Compiling Regular Expressions
Randal L. Schwartz
Perl's regular expressions set Perl apart from most other scripting languages. Some features (like the positive and negative lookahead, and the optional lazy evaluation of multipliers) make matching troublesome strings trivial in Perl. This power has not gone unnoticed by the open software community -- a package called PCRE available on the 'Net (use your favorite search engine) claims to implement "a regular expression matching engine that's compatible with Perl 5.004's syntax".
Just like the strings they are matching, regular expressions can come from many sources. The most common source is inside the program:
@ARGV = qw(/usr/dict/words);
while (<>) {
print if /foo/ || /bar/;
}
This little guy ran in about a quarter of a CPU second for me, and generated a nice list of words that contain foo and bar. Notice that I wrote /foo/ and /bar/ as separate regular expressions, instead of the seemingly identical /foo|bar/. Why did I do that? Experience. As reported by the following program:
@ARGV = qw(/usr/dict/words);
@words = <>;
use Benchmark;
timethese (10 => {
'expression or' =>
'@x = grep /foo/ || /bar/, @words',
'regex or' =>
'@x = grep /foo|bar/, @words',
});
We get the following output from Benchmark:
Benchmark: timing 10 iterations of expression or, regex or...
expression or: 1 wallclock secs ( 0.97 usr + 0.00 sys = 0.97 CPU)
regex or: 3 wallclock secs ( 2.87 usr + 0.00 sys = 2.87 CPU)
This shows that for this example using the regular expression | operator was more than twice as slow.
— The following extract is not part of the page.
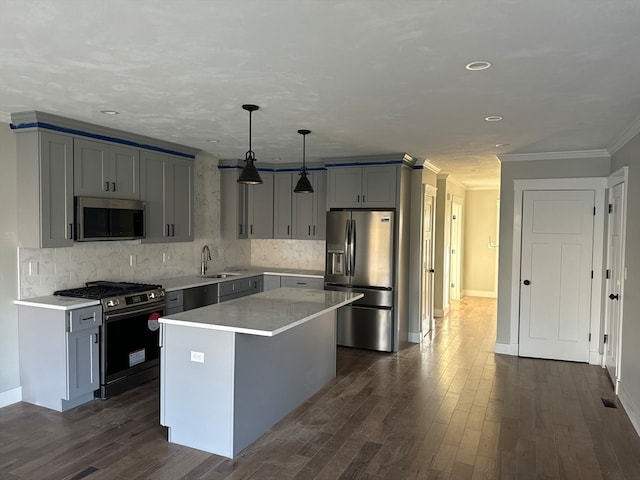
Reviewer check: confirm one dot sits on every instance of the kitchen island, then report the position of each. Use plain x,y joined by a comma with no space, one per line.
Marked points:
230,371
There are certain optimizations that kick in when the text to be matched is a constant string that cannot be done with something more complex, or so says the online documentation. The exact list of optimized things varies from release to release of Perl, so Benchmark is your friend.
Often, the regular expression will come from a computed string, such as the value of a Web form field or a command-line parameter or the result of a prompted query. The Perl syntax lets us interpolate a variable into a regular expression, permitting the regular expression to be created at runtime:
@ARGV = qw(/usr/dict/words);
@words = <>;
$regex1 = "foo";
@result = grep /$regex1/, @words;
In order to be useful, a regular expression first must be "compiled". This is often an expensive step compared to the actual matching of the string to the regular expression. So, usually, this compilation happens while the Perl program itself is parsed and compiled, before the execution of the program. However, when part of a regular expression is a variable (such as the example above), Perl can't do that, and defers the regular expression compilation until execution time.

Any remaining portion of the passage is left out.